The output produced would look something like this:

Jake
Amy
Charles

~ List functions

  1. Adding Elements to a list

    a. To add elements to the end of a list, you can use the append() function.

     orig_list = ['Jake',  'Amy',  'Charles'] 
     new_list = ['Jake',  'Amy',  'Charles']   
     new_list.append('Rosa')
     print(orig_list)
     print(new_list)
    

    The output would look something like this :

    ['Jake', 'Amy', 'Charles'] ['Jake', 'Amy', 'Charles', 'Rosa']

b. You can also insert an element into a list at any given position using the .insert() function.

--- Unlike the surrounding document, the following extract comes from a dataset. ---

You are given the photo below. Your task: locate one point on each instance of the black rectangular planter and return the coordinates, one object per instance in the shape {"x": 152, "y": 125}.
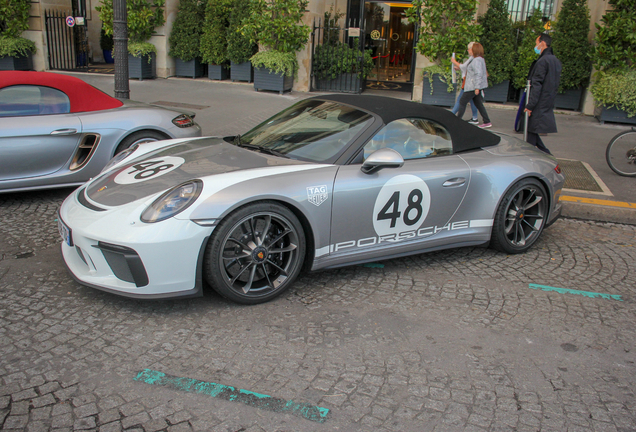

orig_list = ['Jake',  'Amy',  'Charles'] 
new_list = ['Jake',  'Amy',  'Charles']   
new_list.insert(0,'Rosa')
print(orig_list)
print(new_list)

The output would be :

['Jake', 'Amy', 'Charles'] ['Rosa', 'Jake', 'Amy', 'Charles']

As you can see, the insert function opens up a space at index zero (as mentioned above) which is then filled up by 'Rosa', the element inserted into the list.

  1. Removing Elements from a list

    a. Removing an element from a certain position

    For this purpose, you can use the del statement.

     orig_list = ['Jake',  'Amy',  'Charles'] 
     new_list = ['Jake',  'Amy',  'Charles']   
     del new_list[0]
     print(orig_list)
     print(new_list)
    

The above code removes the element at index 0, which is Jake, leaving us with ['Amy', 'Charles'].

b. Removing an element and re-using it
You can remove a certain element from a list using the pop() method and store the deleted element in a variable so that it can be reused.

orig_list = ['Jake',  'Amy',  'Charles'] 
new_list = ['Jake',  'Amy',  'Charles']   
popped = new_list.pop()
print(orig_list)
print(new_list)

By default, the element popped is that of the last index. However, you can pop an element off of any index by specifying it in between the brackets of pop() like : new_list.pop(0)

c. Removing an element without knowing the index
If you want to remove an element from a list but do not know anything but its value, you can use the remove() function.

orig_list = ['Jake',  'Amy',  'Charles'] 
new_list = ['Jake',  'Amy',  'Charles']   
new_list.remove('Amy')
print(orig_list)
print(new_list)

The code above, quite obviously, removes Amy from the list new_list.

Other common list methods include :

  1. Sort() -

    list.sort() is used to sort a list alphabetically.

  2. Reverse() -

    list.reverse() is used to reverse a list.

  3. len() -

    len(list) is used to get the length of a string which might be useful if you want to create a loop.

And that was an introduction to lists in Python! Hope you learned something new and thanks for sticking around till the end.